Todo lo cual, por supuesto, es pura mierda: Deditos sigue torturando, Pequeñito Semple sigue exhibiendo su amenazadora presencia como forma de ganarse la vida y Martillo Murphy sigue siendo un núcleo concentrado de odio en el corazón de su pequeño imperio de violencia.

Un día nuevo, la misma mierda, como dicen en Glasgow.

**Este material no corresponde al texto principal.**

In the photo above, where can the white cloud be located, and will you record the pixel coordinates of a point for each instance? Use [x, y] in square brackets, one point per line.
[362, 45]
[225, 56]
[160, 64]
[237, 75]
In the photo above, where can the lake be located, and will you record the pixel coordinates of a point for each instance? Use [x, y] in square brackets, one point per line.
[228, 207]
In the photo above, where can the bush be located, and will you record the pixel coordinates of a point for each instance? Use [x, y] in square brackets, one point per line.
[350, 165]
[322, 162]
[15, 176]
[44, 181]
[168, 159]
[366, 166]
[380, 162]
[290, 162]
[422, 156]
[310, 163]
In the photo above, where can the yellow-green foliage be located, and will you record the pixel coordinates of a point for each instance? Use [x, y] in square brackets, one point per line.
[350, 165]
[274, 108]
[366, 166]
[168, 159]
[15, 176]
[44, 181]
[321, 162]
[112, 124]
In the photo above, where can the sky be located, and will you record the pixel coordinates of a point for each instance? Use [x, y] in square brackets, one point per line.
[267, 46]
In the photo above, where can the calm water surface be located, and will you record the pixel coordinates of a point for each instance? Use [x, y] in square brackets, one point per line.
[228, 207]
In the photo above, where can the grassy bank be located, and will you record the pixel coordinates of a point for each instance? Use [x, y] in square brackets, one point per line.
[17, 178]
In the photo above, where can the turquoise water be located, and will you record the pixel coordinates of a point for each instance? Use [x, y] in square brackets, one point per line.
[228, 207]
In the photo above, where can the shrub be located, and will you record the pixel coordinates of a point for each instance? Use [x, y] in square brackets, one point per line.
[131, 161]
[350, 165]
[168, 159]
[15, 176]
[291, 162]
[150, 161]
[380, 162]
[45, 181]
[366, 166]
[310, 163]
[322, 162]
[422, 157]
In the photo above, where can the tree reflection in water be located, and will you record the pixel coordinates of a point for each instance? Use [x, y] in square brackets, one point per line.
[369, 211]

Pero yo jamás pude liberarme de la imagen de Helena Gersons yaciendo con la cara destrozada. Nadie me dijo si estaba trabajando para los israelíes o no. Y nadie, por supuesto, me confirmó tampoco que Jonny sí lo hiciera. No es que yo piense, por otra parte, que ellos fueran espías o agentes o esa clase de rollos. Sólo creo que, después de lo que había ocurrido durante la guerra, pasaron a ser parte de algo grande que yo jamás terminaría de entender. Pero más allá del grado de su participación, no podía olvidarme de Helena. Mientras me recuperaba en Israel, el dolor de lo que le había sucedido se convirtió en furia y esa furia en odio. La necesidad de vengarme me quemaba.